Te Whāriki interprets curriculum broadly, taking it to include all the experiences, activities and events, both direct and indirect that occur within the early learning setting. It provides a framework of principles, strands, goals and learning outcomes that prioritises the mana of the child and emphasises respectful, reciprocal and responsive relationships. This framework provides a basis for each setting to ‘weave’ a local curriculum that reflects its own distinctive character and values.

The woven mat

Te Whāriki means ‘the woven mat’. Early learning services and kōhanga reo use the curriculum’s principles and strands to weave a learning programme for your child. Your child’s strengths and interests, all the things they learn as part of their family, and the early learning service or kōhanga reo's learning opportunities are woven together to contribute to your child’s unique learning story.

This story forms the beginning of your child’s early learning journey, to share with your family and whānau, other early learning services and kōhanga reo and eventually school and kura.
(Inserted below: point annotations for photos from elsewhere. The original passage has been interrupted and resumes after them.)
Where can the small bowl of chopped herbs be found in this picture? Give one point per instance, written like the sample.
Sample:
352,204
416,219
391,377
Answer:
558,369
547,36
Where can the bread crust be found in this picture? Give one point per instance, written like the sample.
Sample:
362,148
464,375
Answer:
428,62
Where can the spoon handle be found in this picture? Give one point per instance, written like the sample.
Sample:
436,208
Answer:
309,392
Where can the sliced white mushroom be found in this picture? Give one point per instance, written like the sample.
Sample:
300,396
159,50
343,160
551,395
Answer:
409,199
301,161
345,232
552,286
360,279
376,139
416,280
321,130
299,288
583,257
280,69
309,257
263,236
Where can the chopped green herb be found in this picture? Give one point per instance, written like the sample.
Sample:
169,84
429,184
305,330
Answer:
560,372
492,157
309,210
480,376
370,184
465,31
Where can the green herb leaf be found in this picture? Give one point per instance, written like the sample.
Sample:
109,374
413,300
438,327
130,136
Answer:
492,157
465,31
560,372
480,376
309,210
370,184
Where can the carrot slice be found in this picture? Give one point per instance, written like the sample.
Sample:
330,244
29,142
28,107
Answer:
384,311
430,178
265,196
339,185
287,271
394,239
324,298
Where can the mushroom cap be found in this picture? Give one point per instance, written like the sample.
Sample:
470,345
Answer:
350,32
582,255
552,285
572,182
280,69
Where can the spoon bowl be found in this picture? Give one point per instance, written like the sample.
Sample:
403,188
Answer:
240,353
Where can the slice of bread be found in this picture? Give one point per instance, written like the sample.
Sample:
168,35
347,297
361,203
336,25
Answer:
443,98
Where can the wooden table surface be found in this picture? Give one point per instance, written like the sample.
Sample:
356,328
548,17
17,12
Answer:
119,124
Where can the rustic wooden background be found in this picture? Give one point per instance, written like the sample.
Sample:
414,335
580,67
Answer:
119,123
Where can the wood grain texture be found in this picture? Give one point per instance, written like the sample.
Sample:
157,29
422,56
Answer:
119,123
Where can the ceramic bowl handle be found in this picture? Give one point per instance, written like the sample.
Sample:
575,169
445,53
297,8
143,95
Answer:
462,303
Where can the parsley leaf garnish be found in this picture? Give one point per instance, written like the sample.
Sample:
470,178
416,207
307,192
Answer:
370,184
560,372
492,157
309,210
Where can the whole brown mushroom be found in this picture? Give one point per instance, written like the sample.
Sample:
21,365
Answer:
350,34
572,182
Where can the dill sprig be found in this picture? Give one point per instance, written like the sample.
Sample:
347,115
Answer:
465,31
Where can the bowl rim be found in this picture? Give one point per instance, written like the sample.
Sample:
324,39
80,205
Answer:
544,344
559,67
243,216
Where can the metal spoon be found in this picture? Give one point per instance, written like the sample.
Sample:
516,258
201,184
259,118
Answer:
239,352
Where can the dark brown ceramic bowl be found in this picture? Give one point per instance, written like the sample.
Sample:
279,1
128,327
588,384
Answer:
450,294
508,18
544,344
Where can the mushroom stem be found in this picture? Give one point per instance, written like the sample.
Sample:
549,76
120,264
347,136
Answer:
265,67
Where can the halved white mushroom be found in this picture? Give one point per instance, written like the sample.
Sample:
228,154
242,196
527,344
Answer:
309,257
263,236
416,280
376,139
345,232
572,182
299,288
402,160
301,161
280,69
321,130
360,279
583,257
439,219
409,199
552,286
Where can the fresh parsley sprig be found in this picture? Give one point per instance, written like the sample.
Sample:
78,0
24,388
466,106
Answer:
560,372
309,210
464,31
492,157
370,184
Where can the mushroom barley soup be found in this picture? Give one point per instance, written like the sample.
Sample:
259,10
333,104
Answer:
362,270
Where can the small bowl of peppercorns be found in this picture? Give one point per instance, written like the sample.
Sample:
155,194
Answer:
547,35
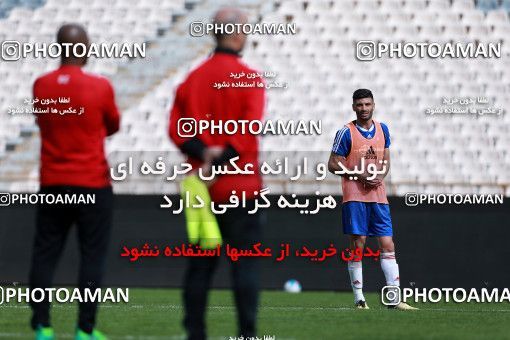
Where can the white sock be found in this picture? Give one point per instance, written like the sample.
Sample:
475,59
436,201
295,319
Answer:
390,269
356,275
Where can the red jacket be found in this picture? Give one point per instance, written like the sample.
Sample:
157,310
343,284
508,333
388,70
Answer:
72,147
197,98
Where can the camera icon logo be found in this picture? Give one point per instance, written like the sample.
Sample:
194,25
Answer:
390,295
197,29
5,199
411,199
187,127
11,50
365,50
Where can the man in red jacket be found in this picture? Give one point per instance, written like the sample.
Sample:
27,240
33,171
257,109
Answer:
197,98
73,162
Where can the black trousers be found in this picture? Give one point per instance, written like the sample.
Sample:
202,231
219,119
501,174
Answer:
239,229
53,223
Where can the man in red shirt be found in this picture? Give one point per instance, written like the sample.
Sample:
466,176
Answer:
197,98
81,114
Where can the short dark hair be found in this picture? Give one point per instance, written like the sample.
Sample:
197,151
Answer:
362,93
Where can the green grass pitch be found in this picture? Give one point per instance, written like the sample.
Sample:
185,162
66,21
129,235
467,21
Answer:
157,313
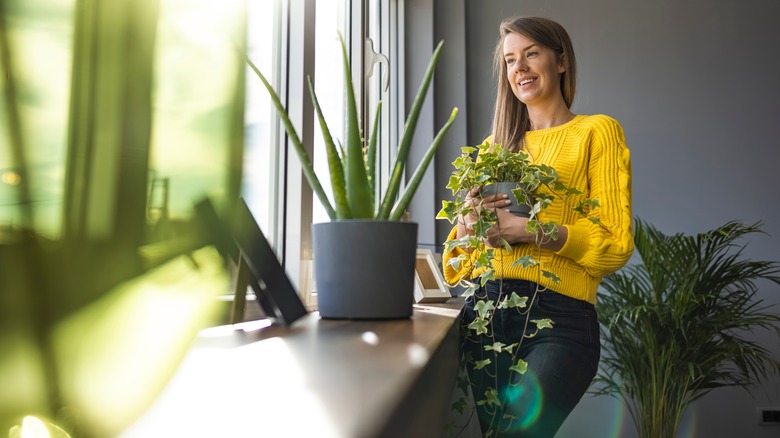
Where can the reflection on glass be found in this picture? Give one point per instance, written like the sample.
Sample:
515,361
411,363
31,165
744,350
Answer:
329,86
260,157
41,37
195,83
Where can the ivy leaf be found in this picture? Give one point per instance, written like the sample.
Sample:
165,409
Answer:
479,326
470,289
460,405
463,384
481,364
483,308
498,347
482,260
525,261
542,323
449,211
514,301
487,276
551,276
520,367
506,245
520,195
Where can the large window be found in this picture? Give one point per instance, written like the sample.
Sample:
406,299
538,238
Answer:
289,41
261,152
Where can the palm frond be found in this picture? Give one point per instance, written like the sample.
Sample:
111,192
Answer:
676,326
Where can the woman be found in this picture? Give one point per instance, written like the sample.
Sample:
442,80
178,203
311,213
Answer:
536,83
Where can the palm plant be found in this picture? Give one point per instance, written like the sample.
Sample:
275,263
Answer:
675,325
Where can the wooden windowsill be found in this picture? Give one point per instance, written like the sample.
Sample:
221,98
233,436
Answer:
318,377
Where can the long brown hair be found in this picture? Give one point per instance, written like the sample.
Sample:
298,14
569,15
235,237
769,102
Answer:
510,120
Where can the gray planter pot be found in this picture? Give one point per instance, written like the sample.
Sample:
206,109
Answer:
517,208
364,269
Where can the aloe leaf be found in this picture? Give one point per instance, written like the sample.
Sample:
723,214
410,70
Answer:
411,187
358,189
306,165
334,161
343,153
371,154
406,139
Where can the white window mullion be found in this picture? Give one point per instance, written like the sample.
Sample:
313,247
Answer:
298,194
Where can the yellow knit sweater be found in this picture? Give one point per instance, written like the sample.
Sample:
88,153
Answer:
589,153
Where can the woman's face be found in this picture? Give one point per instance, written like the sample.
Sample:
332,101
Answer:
533,71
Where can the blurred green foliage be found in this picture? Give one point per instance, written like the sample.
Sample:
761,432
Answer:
110,130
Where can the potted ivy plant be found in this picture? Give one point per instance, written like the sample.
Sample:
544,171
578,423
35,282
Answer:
365,257
674,324
536,187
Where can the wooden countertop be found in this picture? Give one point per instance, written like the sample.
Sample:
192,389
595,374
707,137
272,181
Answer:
323,378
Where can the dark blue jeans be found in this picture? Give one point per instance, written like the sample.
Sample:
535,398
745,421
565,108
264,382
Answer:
562,360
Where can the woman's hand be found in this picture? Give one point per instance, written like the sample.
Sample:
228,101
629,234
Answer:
496,202
508,227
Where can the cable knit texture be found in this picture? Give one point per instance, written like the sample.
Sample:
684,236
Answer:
589,153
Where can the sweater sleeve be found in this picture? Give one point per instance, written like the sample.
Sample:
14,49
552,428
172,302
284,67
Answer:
606,247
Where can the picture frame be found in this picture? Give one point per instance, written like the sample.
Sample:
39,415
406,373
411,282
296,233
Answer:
429,286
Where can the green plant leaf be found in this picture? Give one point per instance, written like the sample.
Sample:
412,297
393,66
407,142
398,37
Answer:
486,276
513,301
519,367
460,405
481,364
551,276
525,261
358,186
402,155
483,308
371,153
542,323
292,134
479,326
498,347
472,287
334,161
448,211
491,397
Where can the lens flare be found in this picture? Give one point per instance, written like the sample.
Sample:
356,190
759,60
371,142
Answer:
528,395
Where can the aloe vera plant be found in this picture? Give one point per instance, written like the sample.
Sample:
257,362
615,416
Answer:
352,170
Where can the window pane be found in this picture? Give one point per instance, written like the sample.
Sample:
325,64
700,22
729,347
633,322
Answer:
261,160
192,135
41,36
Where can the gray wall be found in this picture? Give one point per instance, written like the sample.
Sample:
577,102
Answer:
694,84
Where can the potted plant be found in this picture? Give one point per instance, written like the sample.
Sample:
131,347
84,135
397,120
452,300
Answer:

Your child’s early learning service or kōhanga reo will record and communicate your child’s learning story with you in different ways.

Aspirations for your child

Te Whāriki is based on the aspirations that children grow up:

  • as competent and confident learners and communicators
  • healthy in mind, body and spirit
  • secure in their sense of belonging
  • secure in the knowledge that they make a valued contribution to society.

The curriculum framework

Te Whāriki’s broad principles

The 4 broad principles of Te Whāriki are:

Empowerment – children will be empowered to learn and grow.
Holistic development – children learn and grow in a holistic way. Their intellectual, social, cultural, physical, emotional and spiritual learning is interwoven across all their experiences.
Family, whānau and community – a child’s family, whānau and community are recognised as part of the learning experience.
Relationships – children learn through positive relationships with people, places and things.

Five learning strands

Te Whāriki’s four principles are interwoven with these learning areas:

  • Mana atua – wellbeing
  • Mana tangata – contribution
  • Mana whenua – belonging
  • Mana reo – communication
  • Mana aotūroa – exploration

Teachers, kaiako and educators working together

Because learning happens everywhere and all the time, the connections your child makes about their learning between home and their early learning service and kōhanga reo helps them build strong learning foundations.

When early learning teachers, kaiako and educators work together, everyone can help your child learn how to:

  • determine local priorities
  • design quality learning programmes
  • make links across time and place
  • develop different kinds of relationships
  • see different points of view.

These experiences enrich your child’s life and gives them the knowledge, skills and confidence they need to tackle new challenges. All the everyday things you do at home with your child helps their learning and can be linked to the principles and strands of Te Whāriki.